If our diet lacks a necessary nutrient or if we are regularly deficient in it, our metabolic processes slow down or even stop.

This is why health nutritionists have recently been recommending that we focus more on what foods to include in our diet than what foods to exclude.

Many scientists agree that diseases such as metabolic syndrome, obesity, type 2 diabetes, hypertension and cardiovascular disease, as well as some cancers, may be partly caused by nutrition, or rather by a series of disorders in the functioning of different organs and systems, which in turn is partly caused by nutrient deficiencies or imbalances.

To prevent the development of these diseases, we need to know how different nutrients interact with each other, what effect they have on different functions of our body and how they participate in the development of chronic diseases.

Functional medicine is the study of these issues. Specialists in this field of medicine do not focus on one specific organ, but on the functioning of the whole system and its interaction with other systems. For example, immune problems can be caused by disorders in the gastrointestinal tract, since 80% of the immune system is located there.

Another example is cardiovascular disease. Oxidative stress, high cholesterol or homocysteine levels, hypertension, stress, increased glucose tolerance, etc. contribute to their development. All of these factors can be influenced by nutrition.

For example, a 2007 study led by C.P. Newman showed the importance of optimal mineral balance and how micronutrient imbalances lead to the development of chronic heart failure.

A systemic approach

Until recently, nutritional recommendations centered around certain foods that supposedly have magical healing properties or, on the contrary, are terribly harmful. Even now, most publications in non-specialized literature, magazines, newspapers and the Internet contain advice to eat more of one or the other or to exclude the third from the diet.
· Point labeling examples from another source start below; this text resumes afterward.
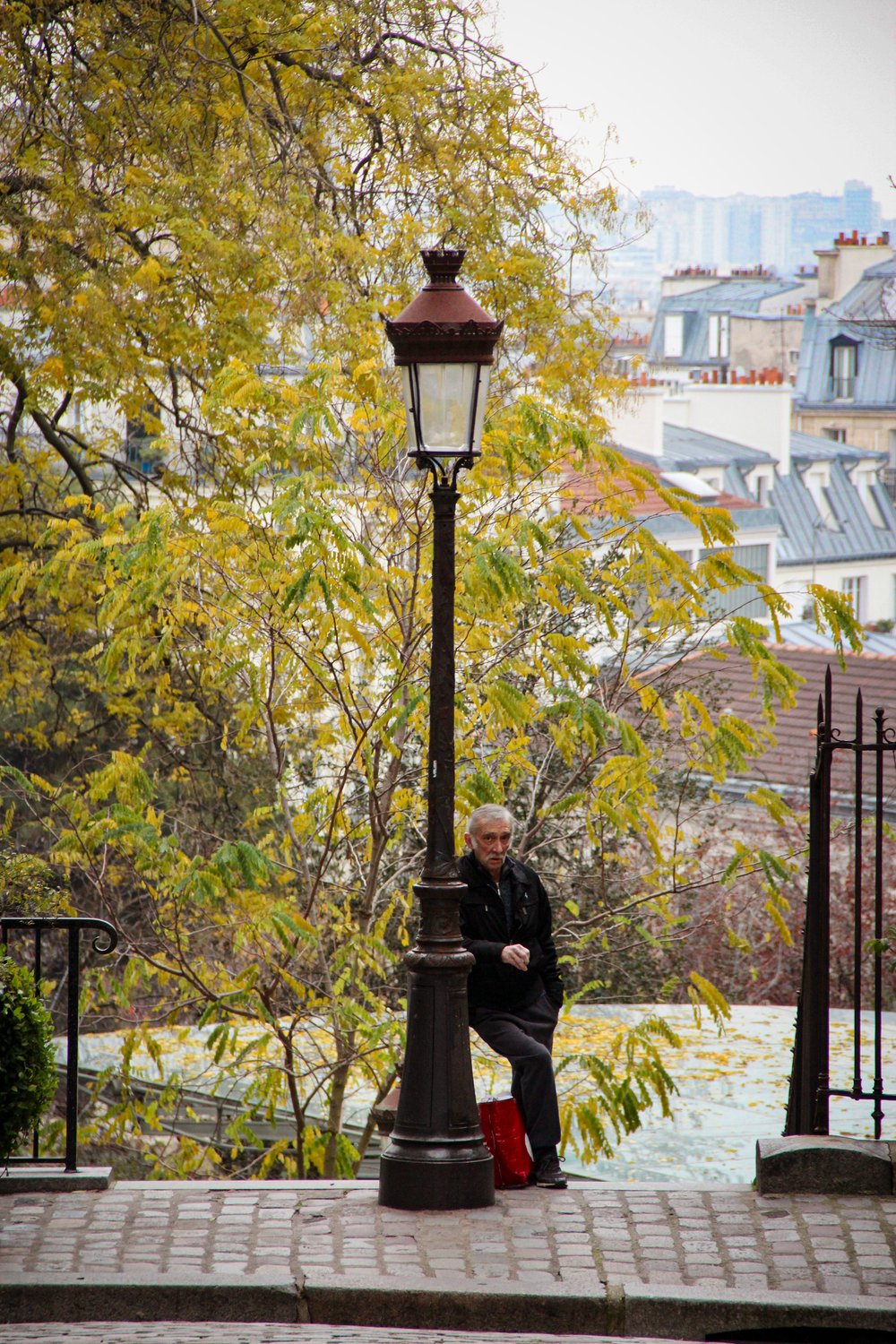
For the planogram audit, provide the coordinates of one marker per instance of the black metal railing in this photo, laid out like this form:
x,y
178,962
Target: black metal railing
x,y
105,941
872,792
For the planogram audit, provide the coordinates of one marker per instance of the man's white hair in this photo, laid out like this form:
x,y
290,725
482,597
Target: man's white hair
x,y
487,812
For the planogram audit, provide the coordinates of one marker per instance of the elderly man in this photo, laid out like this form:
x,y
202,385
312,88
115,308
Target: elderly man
x,y
514,988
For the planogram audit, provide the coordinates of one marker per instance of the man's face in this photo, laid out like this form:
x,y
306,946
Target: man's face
x,y
490,844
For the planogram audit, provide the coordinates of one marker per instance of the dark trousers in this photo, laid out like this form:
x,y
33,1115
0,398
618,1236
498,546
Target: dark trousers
x,y
524,1038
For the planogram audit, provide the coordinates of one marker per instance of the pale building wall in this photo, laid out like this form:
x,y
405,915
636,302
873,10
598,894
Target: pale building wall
x,y
877,583
872,430
764,343
638,421
841,266
755,416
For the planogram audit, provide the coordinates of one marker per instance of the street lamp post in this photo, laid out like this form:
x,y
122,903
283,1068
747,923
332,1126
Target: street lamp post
x,y
444,347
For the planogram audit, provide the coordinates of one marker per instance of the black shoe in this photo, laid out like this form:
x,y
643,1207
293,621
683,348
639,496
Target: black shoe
x,y
548,1175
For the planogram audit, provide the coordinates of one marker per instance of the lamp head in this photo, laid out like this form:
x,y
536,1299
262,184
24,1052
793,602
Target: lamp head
x,y
444,346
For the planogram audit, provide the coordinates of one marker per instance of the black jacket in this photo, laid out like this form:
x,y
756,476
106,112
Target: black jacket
x,y
484,929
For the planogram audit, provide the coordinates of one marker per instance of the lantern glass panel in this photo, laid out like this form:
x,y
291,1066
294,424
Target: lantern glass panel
x,y
445,408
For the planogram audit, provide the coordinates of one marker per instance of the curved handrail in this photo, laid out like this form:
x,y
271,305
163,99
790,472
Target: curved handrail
x,y
67,922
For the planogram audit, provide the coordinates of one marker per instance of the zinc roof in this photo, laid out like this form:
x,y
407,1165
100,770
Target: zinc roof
x,y
806,538
876,371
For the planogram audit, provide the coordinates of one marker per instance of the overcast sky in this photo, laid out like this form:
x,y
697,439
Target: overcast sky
x,y
767,97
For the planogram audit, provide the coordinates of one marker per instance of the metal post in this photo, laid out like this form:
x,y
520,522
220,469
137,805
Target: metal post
x,y
72,1051
437,1158
877,1113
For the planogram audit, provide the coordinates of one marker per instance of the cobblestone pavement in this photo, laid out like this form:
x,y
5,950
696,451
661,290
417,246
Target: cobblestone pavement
x,y
622,1260
715,1236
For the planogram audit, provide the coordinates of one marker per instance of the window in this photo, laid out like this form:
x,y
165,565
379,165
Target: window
x,y
718,336
844,367
673,335
853,589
But in recent years, research has increasingly uncovered the significance of the interactions between different nutrients and foods. For example, a 2007 study published in the journal Circulation found that it was the combination of fish, fruit and vegetables in the diet that had an effect on reducing the risk of blood clots, rather than each food individually.

In other words, it’s not so much specific foods that matter, but a person’s diet as a whole.

The Mediterranean diet is considered by experts to be one of the healthiest dietary systems in this respect.